Business Interruption Insurance Exclusions from COVID-19

Property managers, landlords, and tenants should look at their business insurance policies to try and recover money because of COVID-19. Since COVID-19 has ravaged our economy, many insurers are claiming that the virus is not covered, because there has been no actual physical damage to the property. However, courts throughout the United States have ruled that physical damage to the property is not necessary to recover insurance if the building was rendered unusable by physical forces. COVID-19 can be seen as a physical force that is sufficient to trigger business interruption coverages since there is ample scientific evidence showing that the virus can remain on hard surfaces such as doorknobs or counters for days. It is important for property managers, landlords, and tenants to submit claims promptly because the failure to promptly file a claim could result in the claim being denied. Accordingly, property managers, landlords, and tenants should consider the following claims:

  • File a notice of claim even if your insurance policy says you’re not covered for a virus-caused emergency shutdown. In TRAVCO v. Ward, the federal court held that there doesn’t need to be physical damage if the building was rendered unusable by physical forces. Property managers, landlords, and tenants can all argue that their premises were rendered unusable because they can’t use their facilities. In addition, COVID-19 is a contagious virus that stays on hard surfaces for days at a time, further strengthening the argument that COVID-19 caused physical damage to the building. Accordingly, there is enough evidence to suggest that property managers, landlords, and tenants should all consider filing a notice of claim even if the insurance policy says you’re not covered for a virus-caused emergency shutdown.
  • Civil Authority Coverage. Most insurance policies have a civil authority provision that could apply if any level of government prohibits a property manager, landlord, or tenant from entering their premises because of the direct physical loss of damage to the property from a covered cause of loss. Property managers, landlords, and tenants should carefully read their insurance policies because each policy will differ and the terms and conditions of the insurance policy will prevail over assumptions or generalizations. 
  • Business interruption insurance coverage typically allows a business to recover losses if the business losses are a result of physical damage or loss that prevents a business from operating (e.g. suppliers, customers).

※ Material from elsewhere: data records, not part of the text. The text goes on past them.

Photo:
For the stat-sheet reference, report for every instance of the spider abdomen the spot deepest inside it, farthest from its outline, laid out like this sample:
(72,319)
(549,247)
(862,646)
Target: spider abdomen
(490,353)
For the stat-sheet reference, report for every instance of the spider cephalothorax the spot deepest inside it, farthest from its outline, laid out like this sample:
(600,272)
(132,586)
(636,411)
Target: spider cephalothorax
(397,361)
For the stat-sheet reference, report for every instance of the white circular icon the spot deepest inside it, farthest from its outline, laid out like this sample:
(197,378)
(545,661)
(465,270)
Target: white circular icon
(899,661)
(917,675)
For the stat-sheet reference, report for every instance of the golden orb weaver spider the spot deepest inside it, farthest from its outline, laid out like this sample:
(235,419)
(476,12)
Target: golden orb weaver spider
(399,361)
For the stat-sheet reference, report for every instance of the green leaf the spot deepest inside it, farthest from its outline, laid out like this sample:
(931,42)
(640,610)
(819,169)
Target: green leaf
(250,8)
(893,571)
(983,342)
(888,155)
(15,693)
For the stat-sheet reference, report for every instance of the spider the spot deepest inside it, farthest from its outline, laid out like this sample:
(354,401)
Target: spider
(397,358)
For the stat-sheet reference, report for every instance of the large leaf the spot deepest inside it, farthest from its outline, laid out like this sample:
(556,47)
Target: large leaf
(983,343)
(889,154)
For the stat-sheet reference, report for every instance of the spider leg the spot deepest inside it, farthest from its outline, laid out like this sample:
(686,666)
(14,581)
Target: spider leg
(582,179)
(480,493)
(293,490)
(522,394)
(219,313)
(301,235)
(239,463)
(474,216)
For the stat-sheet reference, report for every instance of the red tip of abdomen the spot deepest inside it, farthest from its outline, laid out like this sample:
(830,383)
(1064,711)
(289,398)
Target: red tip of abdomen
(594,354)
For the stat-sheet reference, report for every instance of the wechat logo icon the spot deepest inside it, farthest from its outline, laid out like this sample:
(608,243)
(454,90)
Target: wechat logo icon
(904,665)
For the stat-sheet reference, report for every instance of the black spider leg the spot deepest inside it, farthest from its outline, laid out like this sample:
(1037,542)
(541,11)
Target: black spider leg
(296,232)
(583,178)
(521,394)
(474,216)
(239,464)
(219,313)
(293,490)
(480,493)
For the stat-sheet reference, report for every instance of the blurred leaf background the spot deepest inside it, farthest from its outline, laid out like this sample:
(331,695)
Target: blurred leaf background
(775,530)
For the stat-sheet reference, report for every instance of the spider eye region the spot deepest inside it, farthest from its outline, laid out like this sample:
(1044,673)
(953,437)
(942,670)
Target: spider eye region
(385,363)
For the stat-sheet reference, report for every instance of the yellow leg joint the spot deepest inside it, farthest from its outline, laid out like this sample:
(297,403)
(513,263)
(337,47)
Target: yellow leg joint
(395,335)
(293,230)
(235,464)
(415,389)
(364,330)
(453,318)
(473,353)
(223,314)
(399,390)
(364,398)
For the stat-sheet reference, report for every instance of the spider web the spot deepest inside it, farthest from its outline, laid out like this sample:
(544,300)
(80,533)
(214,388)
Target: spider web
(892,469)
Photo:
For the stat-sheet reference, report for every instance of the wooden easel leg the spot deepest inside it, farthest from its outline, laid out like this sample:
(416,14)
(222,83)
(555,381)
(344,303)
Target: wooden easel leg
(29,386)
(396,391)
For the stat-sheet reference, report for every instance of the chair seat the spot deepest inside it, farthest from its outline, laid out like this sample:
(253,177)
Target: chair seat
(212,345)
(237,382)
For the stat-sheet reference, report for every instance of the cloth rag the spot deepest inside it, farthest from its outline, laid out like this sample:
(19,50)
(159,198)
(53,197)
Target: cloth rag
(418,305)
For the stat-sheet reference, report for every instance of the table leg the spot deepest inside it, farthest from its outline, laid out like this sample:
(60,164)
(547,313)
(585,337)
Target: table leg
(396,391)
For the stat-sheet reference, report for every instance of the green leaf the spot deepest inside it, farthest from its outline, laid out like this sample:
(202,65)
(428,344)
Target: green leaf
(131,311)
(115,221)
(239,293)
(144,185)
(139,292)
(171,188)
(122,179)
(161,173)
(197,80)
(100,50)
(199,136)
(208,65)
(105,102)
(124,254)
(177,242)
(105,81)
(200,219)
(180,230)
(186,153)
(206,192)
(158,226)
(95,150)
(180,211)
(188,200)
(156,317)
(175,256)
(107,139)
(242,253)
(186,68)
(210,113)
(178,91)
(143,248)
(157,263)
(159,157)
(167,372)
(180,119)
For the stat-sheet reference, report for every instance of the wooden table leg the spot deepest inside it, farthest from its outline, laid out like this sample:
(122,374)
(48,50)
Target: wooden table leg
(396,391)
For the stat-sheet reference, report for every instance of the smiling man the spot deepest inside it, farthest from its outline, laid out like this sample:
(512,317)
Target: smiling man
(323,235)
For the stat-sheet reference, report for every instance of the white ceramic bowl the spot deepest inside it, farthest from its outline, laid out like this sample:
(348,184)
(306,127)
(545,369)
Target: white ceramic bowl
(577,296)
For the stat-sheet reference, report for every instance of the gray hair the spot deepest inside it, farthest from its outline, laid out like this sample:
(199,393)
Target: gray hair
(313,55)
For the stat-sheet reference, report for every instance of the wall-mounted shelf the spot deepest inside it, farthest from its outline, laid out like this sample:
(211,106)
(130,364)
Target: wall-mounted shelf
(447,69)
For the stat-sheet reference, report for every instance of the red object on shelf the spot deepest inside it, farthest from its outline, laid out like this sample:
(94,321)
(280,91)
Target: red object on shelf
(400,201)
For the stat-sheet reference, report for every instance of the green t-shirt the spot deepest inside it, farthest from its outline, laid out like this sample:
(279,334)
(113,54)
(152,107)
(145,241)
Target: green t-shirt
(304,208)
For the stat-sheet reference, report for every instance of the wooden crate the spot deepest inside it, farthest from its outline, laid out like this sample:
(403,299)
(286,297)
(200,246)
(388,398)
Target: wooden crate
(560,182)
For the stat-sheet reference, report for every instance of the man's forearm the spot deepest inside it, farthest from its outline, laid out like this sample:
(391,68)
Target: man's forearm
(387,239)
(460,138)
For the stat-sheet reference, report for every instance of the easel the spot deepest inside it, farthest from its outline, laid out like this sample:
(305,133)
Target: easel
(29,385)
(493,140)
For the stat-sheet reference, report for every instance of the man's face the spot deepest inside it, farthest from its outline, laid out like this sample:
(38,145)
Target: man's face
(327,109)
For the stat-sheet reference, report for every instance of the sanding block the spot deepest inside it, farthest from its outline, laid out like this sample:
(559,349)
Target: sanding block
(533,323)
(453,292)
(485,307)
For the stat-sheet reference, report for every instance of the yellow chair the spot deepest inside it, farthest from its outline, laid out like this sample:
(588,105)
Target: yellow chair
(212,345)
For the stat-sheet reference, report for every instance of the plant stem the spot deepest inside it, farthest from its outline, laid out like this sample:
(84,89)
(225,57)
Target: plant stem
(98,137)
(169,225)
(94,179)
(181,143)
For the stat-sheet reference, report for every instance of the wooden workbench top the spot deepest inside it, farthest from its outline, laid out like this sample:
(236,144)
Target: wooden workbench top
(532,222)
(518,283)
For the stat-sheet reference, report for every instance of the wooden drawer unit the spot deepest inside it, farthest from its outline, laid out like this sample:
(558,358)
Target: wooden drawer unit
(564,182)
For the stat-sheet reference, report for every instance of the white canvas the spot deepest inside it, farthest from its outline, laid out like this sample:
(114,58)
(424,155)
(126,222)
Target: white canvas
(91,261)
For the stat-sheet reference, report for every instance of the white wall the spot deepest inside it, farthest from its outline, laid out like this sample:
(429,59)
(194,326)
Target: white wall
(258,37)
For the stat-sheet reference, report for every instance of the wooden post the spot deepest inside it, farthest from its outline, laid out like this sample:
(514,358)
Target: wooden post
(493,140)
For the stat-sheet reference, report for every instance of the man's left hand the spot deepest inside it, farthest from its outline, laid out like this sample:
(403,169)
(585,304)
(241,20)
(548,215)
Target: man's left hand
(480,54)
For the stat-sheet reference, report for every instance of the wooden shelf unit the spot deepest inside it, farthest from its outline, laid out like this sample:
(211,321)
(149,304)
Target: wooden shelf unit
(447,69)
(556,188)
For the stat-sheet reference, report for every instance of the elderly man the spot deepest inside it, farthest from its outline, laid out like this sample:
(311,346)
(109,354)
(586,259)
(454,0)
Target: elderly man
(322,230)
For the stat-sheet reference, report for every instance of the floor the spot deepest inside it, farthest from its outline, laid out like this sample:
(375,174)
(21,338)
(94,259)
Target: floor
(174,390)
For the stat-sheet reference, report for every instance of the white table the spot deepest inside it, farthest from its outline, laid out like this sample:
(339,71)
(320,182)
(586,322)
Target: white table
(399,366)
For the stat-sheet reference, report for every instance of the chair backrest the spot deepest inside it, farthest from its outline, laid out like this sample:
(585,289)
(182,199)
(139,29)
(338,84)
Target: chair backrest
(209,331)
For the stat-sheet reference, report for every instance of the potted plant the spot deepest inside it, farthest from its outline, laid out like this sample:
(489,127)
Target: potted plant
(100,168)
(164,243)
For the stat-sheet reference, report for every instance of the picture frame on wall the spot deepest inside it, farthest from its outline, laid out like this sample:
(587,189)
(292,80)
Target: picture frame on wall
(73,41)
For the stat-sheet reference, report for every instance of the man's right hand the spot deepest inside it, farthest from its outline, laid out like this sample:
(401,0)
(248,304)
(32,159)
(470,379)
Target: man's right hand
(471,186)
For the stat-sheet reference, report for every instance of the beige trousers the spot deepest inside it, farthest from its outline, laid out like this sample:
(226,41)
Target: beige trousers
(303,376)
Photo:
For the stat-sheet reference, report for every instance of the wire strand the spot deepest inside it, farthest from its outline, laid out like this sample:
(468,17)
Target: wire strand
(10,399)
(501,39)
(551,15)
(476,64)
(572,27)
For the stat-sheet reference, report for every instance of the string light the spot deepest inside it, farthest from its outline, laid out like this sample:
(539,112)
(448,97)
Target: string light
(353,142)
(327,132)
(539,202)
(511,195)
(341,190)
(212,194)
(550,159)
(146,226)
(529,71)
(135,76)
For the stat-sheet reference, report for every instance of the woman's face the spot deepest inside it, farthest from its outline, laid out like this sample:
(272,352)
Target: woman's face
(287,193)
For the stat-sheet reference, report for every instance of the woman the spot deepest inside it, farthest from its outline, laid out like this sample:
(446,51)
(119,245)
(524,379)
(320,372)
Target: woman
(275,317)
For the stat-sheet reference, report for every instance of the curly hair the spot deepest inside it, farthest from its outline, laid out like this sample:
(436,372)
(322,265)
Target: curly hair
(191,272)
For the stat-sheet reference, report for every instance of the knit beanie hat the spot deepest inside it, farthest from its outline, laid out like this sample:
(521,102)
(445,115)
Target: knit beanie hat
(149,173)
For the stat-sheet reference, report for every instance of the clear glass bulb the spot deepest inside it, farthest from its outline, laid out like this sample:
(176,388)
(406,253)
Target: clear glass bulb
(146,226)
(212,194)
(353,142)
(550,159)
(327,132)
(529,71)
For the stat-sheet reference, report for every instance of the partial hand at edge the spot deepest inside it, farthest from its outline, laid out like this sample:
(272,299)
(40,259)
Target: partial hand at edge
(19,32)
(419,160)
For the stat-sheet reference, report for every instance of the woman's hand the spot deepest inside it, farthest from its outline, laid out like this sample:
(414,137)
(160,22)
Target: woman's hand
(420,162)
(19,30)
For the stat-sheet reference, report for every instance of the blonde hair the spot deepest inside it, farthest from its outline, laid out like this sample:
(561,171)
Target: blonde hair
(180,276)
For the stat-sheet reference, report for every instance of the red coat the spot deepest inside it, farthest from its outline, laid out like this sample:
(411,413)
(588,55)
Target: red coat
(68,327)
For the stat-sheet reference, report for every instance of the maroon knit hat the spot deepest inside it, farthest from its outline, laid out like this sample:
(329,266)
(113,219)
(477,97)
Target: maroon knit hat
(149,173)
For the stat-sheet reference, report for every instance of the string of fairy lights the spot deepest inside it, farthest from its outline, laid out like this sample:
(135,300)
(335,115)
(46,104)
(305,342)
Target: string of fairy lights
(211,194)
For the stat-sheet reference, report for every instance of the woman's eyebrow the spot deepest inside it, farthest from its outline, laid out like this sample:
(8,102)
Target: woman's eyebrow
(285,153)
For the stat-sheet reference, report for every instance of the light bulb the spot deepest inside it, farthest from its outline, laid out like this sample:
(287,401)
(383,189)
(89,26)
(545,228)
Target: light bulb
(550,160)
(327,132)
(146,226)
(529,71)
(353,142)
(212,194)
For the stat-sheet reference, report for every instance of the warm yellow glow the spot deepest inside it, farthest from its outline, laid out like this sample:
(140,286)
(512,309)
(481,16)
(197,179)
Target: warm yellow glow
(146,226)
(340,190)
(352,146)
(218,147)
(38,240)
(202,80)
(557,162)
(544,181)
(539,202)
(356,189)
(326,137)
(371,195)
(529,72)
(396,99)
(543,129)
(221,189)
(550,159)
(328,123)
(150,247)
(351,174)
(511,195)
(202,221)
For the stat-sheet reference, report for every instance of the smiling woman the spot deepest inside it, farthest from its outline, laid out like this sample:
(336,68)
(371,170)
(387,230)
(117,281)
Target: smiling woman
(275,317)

Property managers, landlords, and tenants should look carefully at their policies because insurers could have an exclusion designed to preclude coverage from viral outbreaks (e.g., SARS, MARS, etc.). Regardless of whether the insurer excluded viral outbreaks, this claim will likely be unsuccessful because a business interruption is unlikely to be considered as physical damage to the business of the insured as a covered loss.